Sanlam’s local fortification strategy complemented with acquisitions continues to pay off

The improved performance was due to robust new business and positive risk, working capital and credit spread experience in the life insurance operations. Picture: Supplied

The improved performance was due to robust new business and positive risk, working capital and credit spread experience in the life insurance operations. Picture: Supplied

Published Sep 6, 2024

Share

Sanlam reported a robust operating performance for the six months to June 30 based on continued implementation of strategy over four years that has seen organic growth complemented with acquisitions, CEO Paul Hanratty said yesterday.

The net result from financial services (NRFFS) increased by 19% to a new high of over R7 billion. This reflected strong trading performances across the group, advantages of scale and market positions, diversification by geography and line of business, and continued focus on operational efficiency, the group said in a statement yesterday. The interim dividend was passed.

Hanratty said in an online presentation the results were achieved in a local economy that was indicating a small recovery so far, and renewed optimism, a step-up in the other African economies where the group operates, and its India business continuing to be supported by one of the fastest growing economies in the world.

“The strategy to concentrate our efforts on fortifying our South Africa operations through leveraging our scale and competitive edge, alongside focusing on Pan-Africa and Asia where we already have robust market positions in rapidly growing economies, continues to position our business favourably,” he said.

Adjusted return on group equity value (RoGEV), a key metric the group uses for creating value for shareholders, was 10.7% for the six-month period, above the six-month hurdle rate of 7.5%.

The improved performance was due to robust new business and positive risk, working capital and credit spread experience in the life insurance operations.

Non-life operations benefited from a positive performance from the Indian credit business, strong operating results from Santam, and cost efficiencies in the South Africa asset management operations.

Life insurance and health operations grew NRFFS by 14%, new business volumes by 14% and value of new business by 10%.

General insurance reported a 16% rise in NRFFS following a robust performance from Santam, where management actions and lower attritional losses offset the impact of adverse weather-related claims.

The investment management operations saw 10% growth in NRFFS and net client inflows of R4.1bn. Credit and structuring operations grew NRFFS by 9%.

In February 2024, Sanlam announced plans to acquire South African mass market insurer Assupol Holdings for R6.5bn. The transaction received Competition Tribunal approval on August 22, 2024 and was subject to an employment related condition. Remaining regulatory approvals were imminent.

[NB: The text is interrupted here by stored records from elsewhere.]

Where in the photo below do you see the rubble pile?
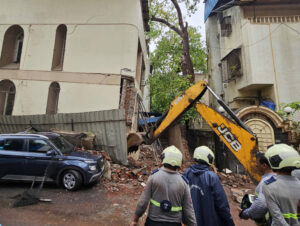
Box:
[103,145,159,194]
[217,169,252,188]
[217,169,254,203]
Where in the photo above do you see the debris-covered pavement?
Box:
[0,145,255,226]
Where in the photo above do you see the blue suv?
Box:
[0,133,104,191]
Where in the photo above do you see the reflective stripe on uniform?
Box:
[282,213,300,220]
[150,199,182,212]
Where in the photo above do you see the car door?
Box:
[25,138,58,181]
[0,138,26,180]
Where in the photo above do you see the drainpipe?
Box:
[269,24,280,110]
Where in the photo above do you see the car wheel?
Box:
[61,170,82,191]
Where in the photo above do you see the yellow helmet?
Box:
[193,146,215,165]
[162,145,182,167]
[265,144,300,169]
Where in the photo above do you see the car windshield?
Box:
[50,137,74,154]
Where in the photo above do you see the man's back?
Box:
[263,175,300,226]
[136,168,195,225]
[184,164,234,226]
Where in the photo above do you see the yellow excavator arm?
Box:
[148,81,260,181]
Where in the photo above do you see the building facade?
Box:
[0,0,149,125]
[205,0,300,151]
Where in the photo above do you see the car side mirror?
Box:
[46,150,56,156]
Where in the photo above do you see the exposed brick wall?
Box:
[119,79,137,130]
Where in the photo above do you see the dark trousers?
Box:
[145,217,181,226]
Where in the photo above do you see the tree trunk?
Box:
[182,26,195,82]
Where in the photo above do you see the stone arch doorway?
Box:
[237,106,288,148]
[245,118,275,152]
[0,79,16,115]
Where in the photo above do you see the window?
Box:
[0,25,24,69]
[221,16,232,37]
[46,82,60,114]
[28,140,52,153]
[136,42,143,88]
[0,139,24,151]
[52,24,67,71]
[0,80,16,115]
[221,49,243,82]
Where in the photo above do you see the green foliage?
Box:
[277,101,300,120]
[148,73,197,121]
[147,0,206,120]
[148,27,206,120]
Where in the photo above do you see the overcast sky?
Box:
[183,1,205,41]
[150,1,205,51]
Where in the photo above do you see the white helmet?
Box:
[265,144,300,169]
[162,145,182,167]
[193,146,215,165]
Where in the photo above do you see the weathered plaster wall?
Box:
[206,6,300,111]
[0,0,149,115]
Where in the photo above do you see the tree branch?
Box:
[171,0,184,31]
[151,16,182,37]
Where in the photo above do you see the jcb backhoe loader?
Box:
[146,81,260,181]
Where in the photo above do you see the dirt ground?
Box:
[0,177,255,226]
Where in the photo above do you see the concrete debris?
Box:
[223,168,232,174]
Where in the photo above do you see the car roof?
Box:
[0,132,59,139]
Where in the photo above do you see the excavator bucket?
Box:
[150,81,207,142]
[196,102,260,181]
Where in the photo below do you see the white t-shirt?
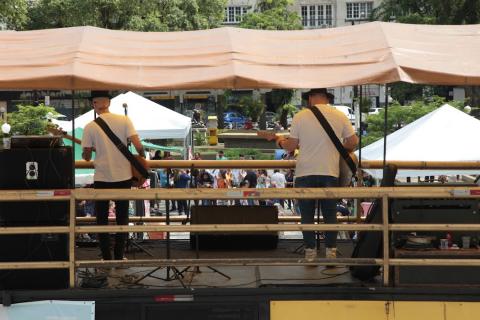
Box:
[290,105,355,177]
[82,113,137,182]
[270,172,287,188]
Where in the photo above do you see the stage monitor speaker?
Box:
[0,234,68,290]
[0,147,73,190]
[190,206,278,250]
[390,199,480,247]
[0,147,73,290]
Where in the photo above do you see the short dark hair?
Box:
[90,90,112,100]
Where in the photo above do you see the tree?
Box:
[362,96,463,147]
[373,0,480,24]
[0,0,28,30]
[8,104,57,135]
[240,0,303,30]
[29,0,226,31]
[373,0,480,106]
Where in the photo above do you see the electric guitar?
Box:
[47,127,150,188]
[257,130,358,187]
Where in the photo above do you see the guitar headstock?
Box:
[47,127,67,136]
[257,130,277,141]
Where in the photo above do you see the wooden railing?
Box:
[0,185,480,287]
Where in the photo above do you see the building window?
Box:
[347,1,373,20]
[300,4,333,28]
[325,4,333,27]
[310,6,317,27]
[224,6,248,23]
[302,6,308,27]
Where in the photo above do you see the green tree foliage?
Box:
[0,0,28,30]
[8,104,57,135]
[29,0,226,31]
[239,96,265,122]
[373,0,480,24]
[362,96,463,146]
[240,0,303,129]
[240,0,303,30]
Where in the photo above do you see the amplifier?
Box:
[394,249,480,286]
[0,147,73,290]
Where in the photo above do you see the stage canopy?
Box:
[61,92,192,139]
[0,22,480,90]
[357,104,480,178]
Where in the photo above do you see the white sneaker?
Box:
[325,248,337,269]
[305,248,317,262]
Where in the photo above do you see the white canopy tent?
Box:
[356,104,480,178]
[53,91,192,155]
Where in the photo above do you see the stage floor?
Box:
[76,239,374,289]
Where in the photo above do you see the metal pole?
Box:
[72,90,75,188]
[383,84,388,168]
[358,86,363,168]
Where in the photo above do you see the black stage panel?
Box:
[0,147,73,289]
[190,206,278,250]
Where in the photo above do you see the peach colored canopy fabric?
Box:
[0,22,480,90]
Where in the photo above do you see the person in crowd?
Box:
[236,180,251,206]
[243,169,257,206]
[82,91,145,260]
[270,169,287,208]
[175,169,190,215]
[197,170,214,206]
[276,88,358,261]
[232,154,246,187]
[285,169,295,211]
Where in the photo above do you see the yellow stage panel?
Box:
[270,301,480,320]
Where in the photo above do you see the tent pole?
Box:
[383,83,388,169]
[72,90,75,188]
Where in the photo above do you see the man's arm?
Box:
[82,148,93,161]
[343,134,358,152]
[128,134,145,158]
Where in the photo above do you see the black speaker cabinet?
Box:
[0,147,73,289]
[390,199,480,244]
[394,249,480,287]
[190,206,278,250]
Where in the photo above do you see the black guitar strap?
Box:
[308,106,357,173]
[95,117,149,178]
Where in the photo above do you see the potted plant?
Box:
[8,104,58,136]
[1,122,12,149]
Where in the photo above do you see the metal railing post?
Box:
[382,195,390,286]
[68,192,76,288]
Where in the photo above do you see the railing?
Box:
[0,161,480,287]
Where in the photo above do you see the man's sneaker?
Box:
[305,248,317,262]
[325,248,337,268]
[115,257,128,270]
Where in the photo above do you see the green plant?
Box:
[8,104,57,135]
[240,96,265,122]
[193,131,207,146]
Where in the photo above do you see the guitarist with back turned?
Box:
[258,88,358,262]
[82,91,145,260]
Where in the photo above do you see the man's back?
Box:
[290,105,355,177]
[82,113,136,182]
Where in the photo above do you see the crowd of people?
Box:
[152,150,295,215]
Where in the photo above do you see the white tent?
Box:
[357,104,480,178]
[69,91,192,139]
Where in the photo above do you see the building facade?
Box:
[224,0,385,106]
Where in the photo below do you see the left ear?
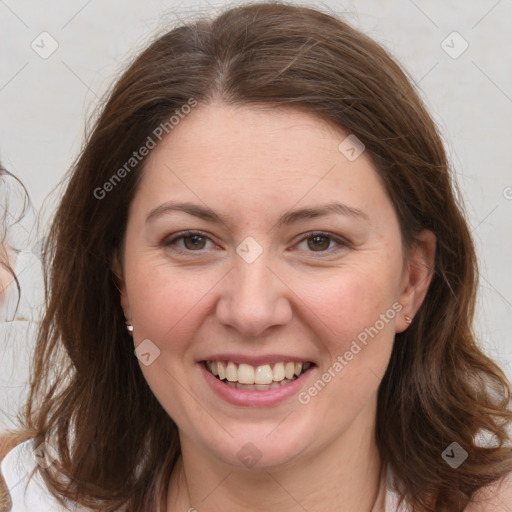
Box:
[395,230,436,332]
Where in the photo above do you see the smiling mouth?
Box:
[203,361,314,391]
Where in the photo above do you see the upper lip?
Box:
[200,353,314,366]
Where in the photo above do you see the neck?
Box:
[167,400,381,512]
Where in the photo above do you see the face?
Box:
[114,103,428,467]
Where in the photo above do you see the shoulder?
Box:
[464,472,512,512]
[0,440,84,512]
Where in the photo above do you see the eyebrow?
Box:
[146,201,370,227]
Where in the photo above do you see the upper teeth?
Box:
[206,361,311,384]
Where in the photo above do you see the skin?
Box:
[0,243,13,307]
[113,101,435,512]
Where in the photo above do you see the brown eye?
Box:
[182,235,206,251]
[162,231,215,252]
[308,235,331,251]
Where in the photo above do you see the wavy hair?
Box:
[2,3,512,512]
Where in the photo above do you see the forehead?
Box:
[131,103,389,225]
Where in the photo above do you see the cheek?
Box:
[126,259,221,352]
[297,267,398,344]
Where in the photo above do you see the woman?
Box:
[2,4,512,512]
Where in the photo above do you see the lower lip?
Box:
[198,363,315,407]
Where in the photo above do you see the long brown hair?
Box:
[2,3,512,512]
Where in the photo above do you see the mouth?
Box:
[202,360,315,391]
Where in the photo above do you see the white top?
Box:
[0,440,409,512]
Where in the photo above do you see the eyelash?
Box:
[163,231,351,257]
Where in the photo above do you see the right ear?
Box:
[111,251,132,320]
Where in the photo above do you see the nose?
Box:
[216,251,292,337]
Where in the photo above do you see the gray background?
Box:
[0,0,512,430]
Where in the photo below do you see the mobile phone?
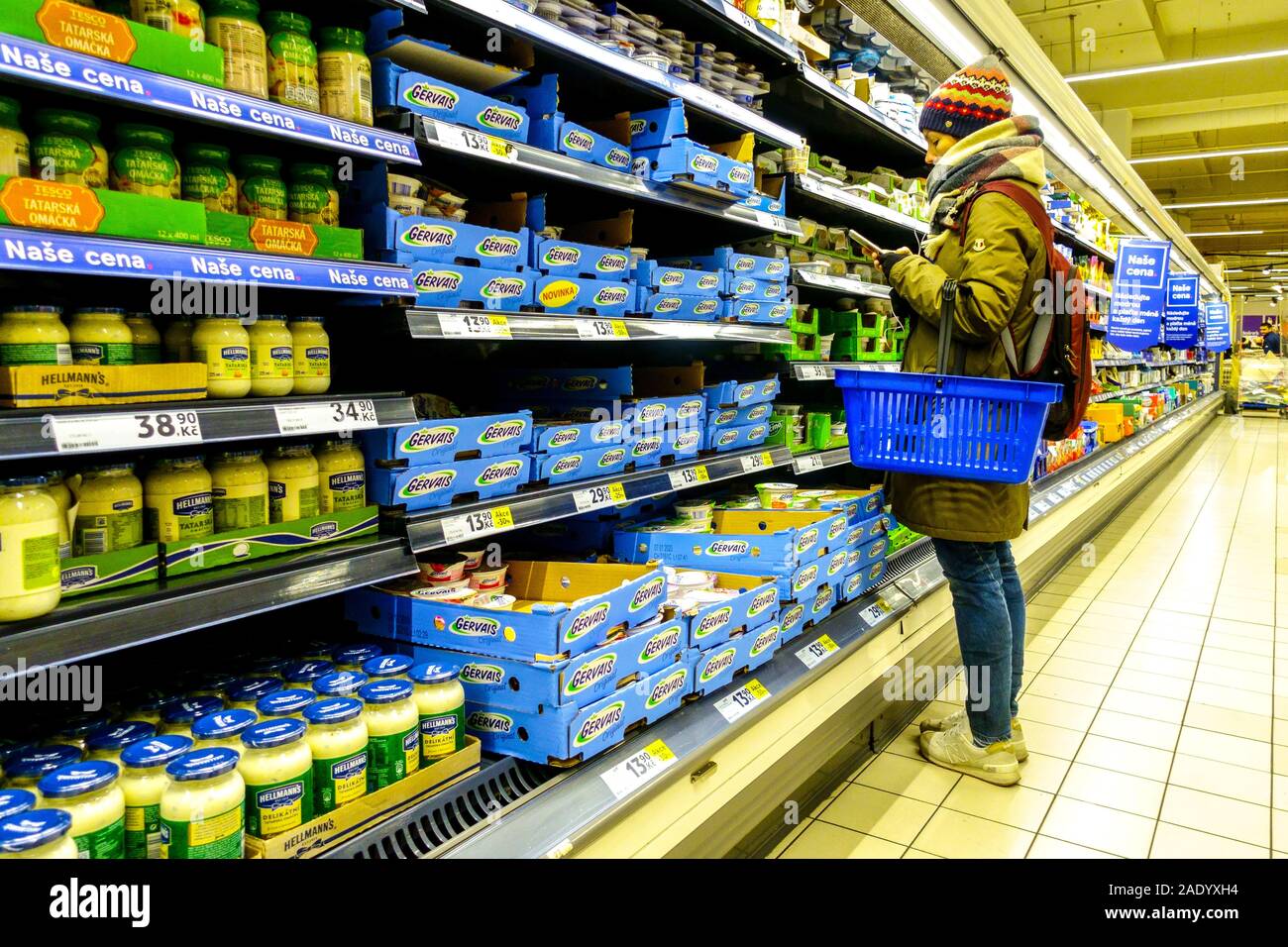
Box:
[850,230,886,257]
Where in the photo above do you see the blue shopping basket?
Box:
[836,281,1061,483]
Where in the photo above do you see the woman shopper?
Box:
[873,56,1047,786]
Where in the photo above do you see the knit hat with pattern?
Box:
[917,55,1012,138]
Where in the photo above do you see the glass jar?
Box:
[0,475,67,621]
[237,719,313,839]
[358,678,420,792]
[72,464,143,556]
[160,746,246,860]
[318,26,374,125]
[263,10,318,112]
[268,445,319,523]
[206,0,268,99]
[189,316,252,398]
[31,108,107,188]
[130,0,206,44]
[0,305,72,365]
[286,163,340,227]
[290,316,331,394]
[0,809,80,858]
[409,664,465,766]
[71,309,134,365]
[120,733,192,858]
[108,124,183,200]
[314,437,368,513]
[236,155,287,220]
[304,697,368,815]
[125,312,161,365]
[143,456,215,543]
[180,143,237,214]
[36,760,125,861]
[210,450,268,532]
[0,94,32,177]
[249,316,295,398]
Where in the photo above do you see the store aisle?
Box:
[774,417,1288,858]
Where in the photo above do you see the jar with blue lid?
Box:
[237,721,314,839]
[121,736,191,858]
[304,697,369,815]
[36,760,125,860]
[313,672,370,697]
[160,752,246,860]
[0,809,80,858]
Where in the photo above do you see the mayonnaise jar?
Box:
[36,760,125,860]
[121,733,192,858]
[0,809,80,858]
[358,678,420,792]
[304,697,369,815]
[160,746,246,858]
[237,719,313,839]
[408,664,465,766]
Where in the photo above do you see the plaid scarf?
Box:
[921,115,1046,259]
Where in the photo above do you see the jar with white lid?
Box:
[36,760,125,861]
[121,733,192,858]
[304,697,369,815]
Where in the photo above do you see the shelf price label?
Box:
[273,398,380,436]
[667,464,711,489]
[438,312,514,339]
[49,411,201,454]
[716,679,769,723]
[442,506,514,543]
[796,635,838,670]
[600,740,675,798]
[572,483,626,513]
[574,318,631,342]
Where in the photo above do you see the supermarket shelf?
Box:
[793,268,890,299]
[0,227,416,296]
[0,35,420,164]
[407,308,793,346]
[0,537,416,681]
[422,0,804,149]
[412,116,803,237]
[789,174,930,237]
[0,394,416,460]
[407,447,793,553]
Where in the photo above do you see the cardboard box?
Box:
[368,454,532,511]
[411,621,688,714]
[161,506,380,579]
[345,561,666,661]
[0,176,206,244]
[0,0,224,89]
[246,734,481,858]
[465,661,693,766]
[197,212,362,261]
[358,411,533,467]
[371,58,529,142]
[0,362,206,408]
[61,543,161,599]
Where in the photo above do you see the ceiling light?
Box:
[1127,145,1288,164]
[1163,197,1288,210]
[1064,49,1288,85]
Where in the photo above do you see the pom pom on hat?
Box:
[917,55,1012,138]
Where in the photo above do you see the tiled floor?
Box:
[774,417,1288,858]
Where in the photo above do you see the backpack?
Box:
[958,180,1095,441]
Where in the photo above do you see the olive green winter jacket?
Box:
[889,183,1046,543]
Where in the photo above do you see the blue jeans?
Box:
[932,540,1024,746]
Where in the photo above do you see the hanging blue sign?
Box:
[1203,303,1231,352]
[1108,240,1172,352]
[1163,273,1199,349]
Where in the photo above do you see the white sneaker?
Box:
[921,725,1020,786]
[919,708,1029,763]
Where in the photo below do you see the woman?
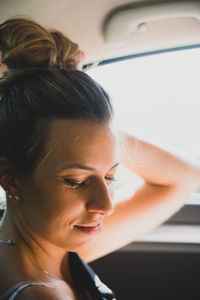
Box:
[0,19,200,300]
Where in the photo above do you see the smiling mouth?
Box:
[74,222,103,234]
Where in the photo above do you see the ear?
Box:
[0,157,20,202]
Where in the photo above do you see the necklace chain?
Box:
[0,240,58,279]
[0,240,16,247]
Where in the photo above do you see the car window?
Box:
[87,47,200,192]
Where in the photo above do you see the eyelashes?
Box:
[64,176,116,189]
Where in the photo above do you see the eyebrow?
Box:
[59,162,119,172]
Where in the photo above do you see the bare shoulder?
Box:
[15,285,72,300]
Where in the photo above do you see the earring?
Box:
[6,191,19,201]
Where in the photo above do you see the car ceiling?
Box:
[0,0,200,63]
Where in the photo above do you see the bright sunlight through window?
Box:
[88,48,200,192]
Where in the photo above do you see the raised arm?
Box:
[81,132,200,262]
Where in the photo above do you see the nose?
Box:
[87,181,114,216]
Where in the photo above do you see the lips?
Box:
[74,221,103,234]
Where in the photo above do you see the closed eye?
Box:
[64,176,116,189]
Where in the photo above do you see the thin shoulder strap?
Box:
[0,281,52,300]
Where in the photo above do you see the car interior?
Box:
[0,0,200,300]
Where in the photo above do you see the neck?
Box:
[0,207,71,283]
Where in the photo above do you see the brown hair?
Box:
[0,18,112,176]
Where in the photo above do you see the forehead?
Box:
[37,119,119,169]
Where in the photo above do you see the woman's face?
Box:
[17,120,119,251]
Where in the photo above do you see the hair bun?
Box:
[50,30,82,70]
[0,18,81,94]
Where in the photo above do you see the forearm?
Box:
[120,132,200,190]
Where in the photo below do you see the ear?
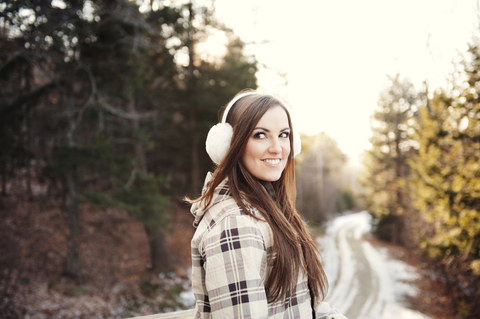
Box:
[205,123,233,165]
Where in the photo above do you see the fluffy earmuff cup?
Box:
[293,132,302,157]
[205,123,233,165]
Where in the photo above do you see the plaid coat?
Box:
[191,173,346,319]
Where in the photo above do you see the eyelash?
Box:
[253,132,290,139]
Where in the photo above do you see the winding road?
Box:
[318,211,429,319]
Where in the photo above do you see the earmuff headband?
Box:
[205,92,302,164]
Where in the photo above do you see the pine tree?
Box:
[362,75,418,243]
[409,42,480,318]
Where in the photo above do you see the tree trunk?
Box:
[127,93,169,271]
[64,93,80,278]
[147,228,170,272]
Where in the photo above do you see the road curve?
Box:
[318,211,428,319]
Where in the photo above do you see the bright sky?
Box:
[215,0,478,155]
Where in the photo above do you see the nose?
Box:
[268,138,282,154]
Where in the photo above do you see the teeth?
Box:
[263,159,280,165]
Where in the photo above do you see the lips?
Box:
[262,158,281,166]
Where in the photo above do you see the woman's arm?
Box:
[203,215,268,319]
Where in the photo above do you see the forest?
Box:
[0,0,354,318]
[0,0,480,318]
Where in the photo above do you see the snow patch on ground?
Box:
[317,211,429,319]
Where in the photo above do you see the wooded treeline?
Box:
[0,0,257,317]
[363,40,480,318]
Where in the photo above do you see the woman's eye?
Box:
[253,132,267,139]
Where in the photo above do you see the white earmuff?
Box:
[205,92,302,165]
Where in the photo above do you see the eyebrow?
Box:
[254,127,290,133]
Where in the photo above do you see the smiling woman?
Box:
[188,91,345,319]
[242,106,290,182]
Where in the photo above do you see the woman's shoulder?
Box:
[193,197,271,250]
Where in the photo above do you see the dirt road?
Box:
[318,212,429,319]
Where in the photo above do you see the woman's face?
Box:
[241,105,290,182]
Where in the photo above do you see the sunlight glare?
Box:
[196,28,228,63]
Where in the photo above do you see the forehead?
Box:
[257,105,290,129]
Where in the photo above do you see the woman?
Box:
[190,91,345,319]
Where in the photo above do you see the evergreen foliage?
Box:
[362,75,419,243]
[409,45,480,318]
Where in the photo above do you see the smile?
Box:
[262,158,281,165]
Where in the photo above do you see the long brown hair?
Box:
[191,92,328,302]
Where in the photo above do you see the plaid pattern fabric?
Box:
[191,173,345,319]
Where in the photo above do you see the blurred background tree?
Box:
[409,43,480,318]
[0,0,257,311]
[363,74,420,244]
[296,133,357,224]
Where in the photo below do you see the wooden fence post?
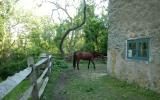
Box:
[27,57,39,100]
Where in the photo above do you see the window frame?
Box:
[126,38,150,61]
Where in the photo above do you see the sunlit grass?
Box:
[4,79,30,100]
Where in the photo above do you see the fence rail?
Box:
[0,54,52,100]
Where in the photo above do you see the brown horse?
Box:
[73,52,102,70]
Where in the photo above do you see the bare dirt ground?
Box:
[53,64,106,100]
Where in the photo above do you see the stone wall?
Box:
[107,0,160,92]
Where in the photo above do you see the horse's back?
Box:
[76,52,93,60]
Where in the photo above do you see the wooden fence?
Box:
[0,54,52,100]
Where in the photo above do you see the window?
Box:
[127,38,149,60]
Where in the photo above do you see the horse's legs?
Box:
[91,59,96,70]
[77,60,80,70]
[88,60,91,69]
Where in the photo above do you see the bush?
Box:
[54,60,68,69]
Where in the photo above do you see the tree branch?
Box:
[60,0,86,56]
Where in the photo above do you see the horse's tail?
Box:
[73,52,76,69]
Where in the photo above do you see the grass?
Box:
[4,80,30,100]
[41,60,68,100]
[4,60,160,100]
[65,64,160,100]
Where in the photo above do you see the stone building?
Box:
[107,0,160,92]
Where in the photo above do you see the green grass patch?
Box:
[41,59,68,100]
[65,64,160,100]
[4,80,30,100]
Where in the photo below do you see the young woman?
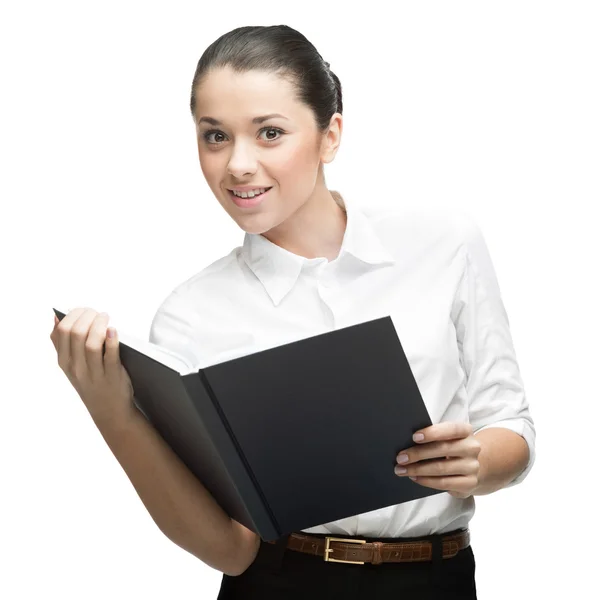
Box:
[51,25,535,600]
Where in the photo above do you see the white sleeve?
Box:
[453,213,535,487]
[148,291,198,372]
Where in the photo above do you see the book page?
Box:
[53,308,195,375]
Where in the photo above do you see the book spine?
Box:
[181,369,281,540]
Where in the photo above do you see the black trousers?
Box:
[217,534,477,600]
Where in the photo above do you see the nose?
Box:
[227,143,257,179]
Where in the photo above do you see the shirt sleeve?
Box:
[453,213,535,487]
[148,291,198,367]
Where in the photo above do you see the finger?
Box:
[394,458,479,477]
[104,327,121,381]
[85,313,109,381]
[404,475,477,493]
[55,308,85,371]
[413,421,473,444]
[396,438,472,467]
[71,308,98,381]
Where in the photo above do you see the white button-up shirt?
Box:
[150,191,535,537]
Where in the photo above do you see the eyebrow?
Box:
[198,113,289,125]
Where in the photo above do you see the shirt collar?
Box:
[242,191,396,306]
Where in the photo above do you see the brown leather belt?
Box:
[268,528,471,565]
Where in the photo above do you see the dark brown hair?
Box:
[190,25,343,132]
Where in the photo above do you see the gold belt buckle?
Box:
[323,537,367,565]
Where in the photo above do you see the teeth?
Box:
[232,188,267,198]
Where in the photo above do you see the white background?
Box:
[0,0,600,600]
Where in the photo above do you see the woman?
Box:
[51,26,535,600]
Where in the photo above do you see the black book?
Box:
[54,309,441,541]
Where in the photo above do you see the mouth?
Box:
[227,186,273,208]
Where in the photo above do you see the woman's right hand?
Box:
[50,308,137,425]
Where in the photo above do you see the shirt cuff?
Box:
[473,419,535,489]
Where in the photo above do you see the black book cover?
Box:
[54,309,442,541]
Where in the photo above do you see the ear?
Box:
[320,113,344,163]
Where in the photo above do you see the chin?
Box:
[231,213,280,235]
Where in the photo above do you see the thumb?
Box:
[104,327,121,378]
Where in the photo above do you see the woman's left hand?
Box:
[394,422,481,498]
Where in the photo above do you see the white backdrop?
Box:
[0,0,600,600]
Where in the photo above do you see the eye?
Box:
[260,127,283,142]
[203,127,285,146]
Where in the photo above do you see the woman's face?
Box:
[195,68,341,234]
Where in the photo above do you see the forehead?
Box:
[195,68,310,124]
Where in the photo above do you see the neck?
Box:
[262,187,347,261]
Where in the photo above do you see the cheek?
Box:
[271,144,319,181]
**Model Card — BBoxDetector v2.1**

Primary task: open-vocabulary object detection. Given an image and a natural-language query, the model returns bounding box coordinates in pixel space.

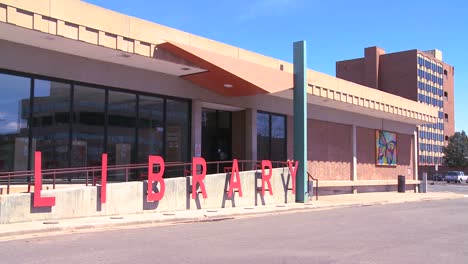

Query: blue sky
[86,0,468,131]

In April Sanlam said it would increase its shareholding in Shriram Life Insurance and Shriram General Insurance in India, to more than 50%, to increase the group exposure to the fast-growing Indian insurance sector.

In June, the acquisition of 60% of the insurance business of MultiChoice was announced. The deal, still subject to regulatory approval, offered Sanlam cross-sell opportunities into MultiChoice’s client base across the continent.

Meanwhile, conclusion of the Capitec funeral joint venture at the end of October 2024 was expected to result in a reinsurance recapture fee of R1.9bn being paid to Sanlam in November 2024.

Acquisitions undertaken in 2023 were making “valuable contributions.”

The BrightRock and Capital Legacy transactions contributed positively to the group’s performance. The Absa and Alexander Forbes investment platform businesses, both acquired in 2023, contributed 5% to group new business volumes.

The final step of the Absa asset management integration into Sanlam’s investment operations took place with the merger of the Absa Fund Managers platform into the Sanlam Collective Investments platform, in March.

AfroCentric continued to experience challenging trading conditions, but Sanlam management was confident of the value it would add in the long run. A R910m impairment was reported on the value of healthcare unit AfroCentric, which underperformed.

Hanratty said the SanlamAllianz joint venture integration in other Africa markets was progressing well. SanlamAllianz recorded strong performance for the half year.

Sanlam said it was prepared for the implementation of the two-pot retirement fund legislation in South Africa. The group expected a modest outflow of assets from retirement funds in the short-term, but for improved asset accumulation in the long term through increased preservation.